Еще немножко, еще немножко им продержаться! Да где же имперские резервы? <…> Там и здесь поднимаются из-под копыт. <…>

И вот она, черная гвардия! – Корнейчук (разъяренный скорпион на задних ножках)! Кожевников! И на белых конях – перемётная конница Суркова! И дальше, и дальше, из глубины – новые и новые твердолобые – Озеров, Рюриков, на хоккеиста смахивающий Баруздин. <…>

Враги заполнили всё поле, всю землю, весь воздух! Поле боя останется за ними. Мы как будто были смелей, мы всё время атаковали. А поле боя – за ними.

Бородино. Нужно времени пройти, чтобы разобрались стороны, кто выиграл в этот день.

(Александр Солженицын. Бодался теленок с дубом. М., 1996)

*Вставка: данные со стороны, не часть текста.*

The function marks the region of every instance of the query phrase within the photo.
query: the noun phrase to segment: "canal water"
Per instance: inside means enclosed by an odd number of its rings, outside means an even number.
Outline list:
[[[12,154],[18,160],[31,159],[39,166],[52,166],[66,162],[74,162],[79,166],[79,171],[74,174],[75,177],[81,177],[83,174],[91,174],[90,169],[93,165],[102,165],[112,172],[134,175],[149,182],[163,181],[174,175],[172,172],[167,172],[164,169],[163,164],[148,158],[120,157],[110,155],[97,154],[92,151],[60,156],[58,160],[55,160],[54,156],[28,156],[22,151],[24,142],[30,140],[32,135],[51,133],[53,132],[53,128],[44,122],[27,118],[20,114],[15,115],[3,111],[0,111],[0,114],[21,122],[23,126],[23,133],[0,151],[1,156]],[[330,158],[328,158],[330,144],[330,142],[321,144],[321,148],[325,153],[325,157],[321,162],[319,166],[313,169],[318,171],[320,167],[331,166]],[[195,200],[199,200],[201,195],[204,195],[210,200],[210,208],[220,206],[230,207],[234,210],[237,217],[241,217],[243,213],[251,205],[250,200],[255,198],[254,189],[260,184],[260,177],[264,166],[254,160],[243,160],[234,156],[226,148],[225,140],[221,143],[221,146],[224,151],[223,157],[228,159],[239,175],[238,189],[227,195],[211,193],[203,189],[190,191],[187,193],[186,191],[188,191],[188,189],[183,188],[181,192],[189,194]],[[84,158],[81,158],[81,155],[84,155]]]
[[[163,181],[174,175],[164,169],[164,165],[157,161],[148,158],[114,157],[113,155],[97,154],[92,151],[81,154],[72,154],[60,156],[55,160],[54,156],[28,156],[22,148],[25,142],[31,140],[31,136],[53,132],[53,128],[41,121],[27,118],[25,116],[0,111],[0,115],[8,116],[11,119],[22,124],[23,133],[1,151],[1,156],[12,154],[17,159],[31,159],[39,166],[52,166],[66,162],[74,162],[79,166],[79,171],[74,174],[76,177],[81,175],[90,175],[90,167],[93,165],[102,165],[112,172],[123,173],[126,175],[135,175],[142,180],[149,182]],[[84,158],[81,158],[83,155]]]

Писал бы он этот свой репортаж сразу, по горячим следам, ни на миг бы не усомнился, что победа тогда осталась за ним. Но писал он его потом, когда дальнейшее развитие событий уже не было для него тайной. И именно поэтому то свое генеральное сражение он сравнил с Бородинским. Там ведь тоже не вполне ясно было, чья победа. Но Кутузов приказал отступать. И сдал Москву.

Вот так же и Александр Исаевич после своего «Бородина» вынужден был отступить.

В «Новый мир» пришла телеграмма:

Франкфурт-на-Майне, 9. 4., Твардовскому – «Новый мир».

Ставим вас в известность, что комитет госбезопасности через Виктора Луи переслал на Запад еще один экземпляр «Ракового корпуса», чтобы этим заблокировать его публикацию в «Новом мире». Поэтому мы решили это произведение публиковать сразу.

Редакция журнала «Грани»

Тут уже и насмерть перепугавшийся Твардовский склонился на сторону его врагов.

И Твардовский прямо диктует мне:

«Я категорически запрещаю вашему неоэмигрантскому, откровенно враждебному журналу… Приму все меры…»

– А иначе, Александр Исаевич, мы вам больше не товарищи!

И на лицах Лакшина-Хитрова-Кондратовича каменное, единое: нет, мы вам больше не товарищи! Мы – патриоты и коммунисты.

О, как трудно не уступить друзьям!.. Ну что ж… ну ладно… ну, телеграмму я дам (Я сломлен! Так быстро!). Пытаюсь сложить – а слова не складываются. Дайте подумать! Отводят в кабинет Лакшина. Но я как бы под арестом, пока не напишу запретительной телеграммы – из редакции не отпустят…

Не пишется. Утро вечера мудреней, дайте подумать, завтра утром пошлю, обещаю. Кое-как отпустили.

А на душе – мерзко.

Л.К. Чуковская с недоумением:

– Не понимаю. Игры, в которые играют тигры. Лучше устраниться.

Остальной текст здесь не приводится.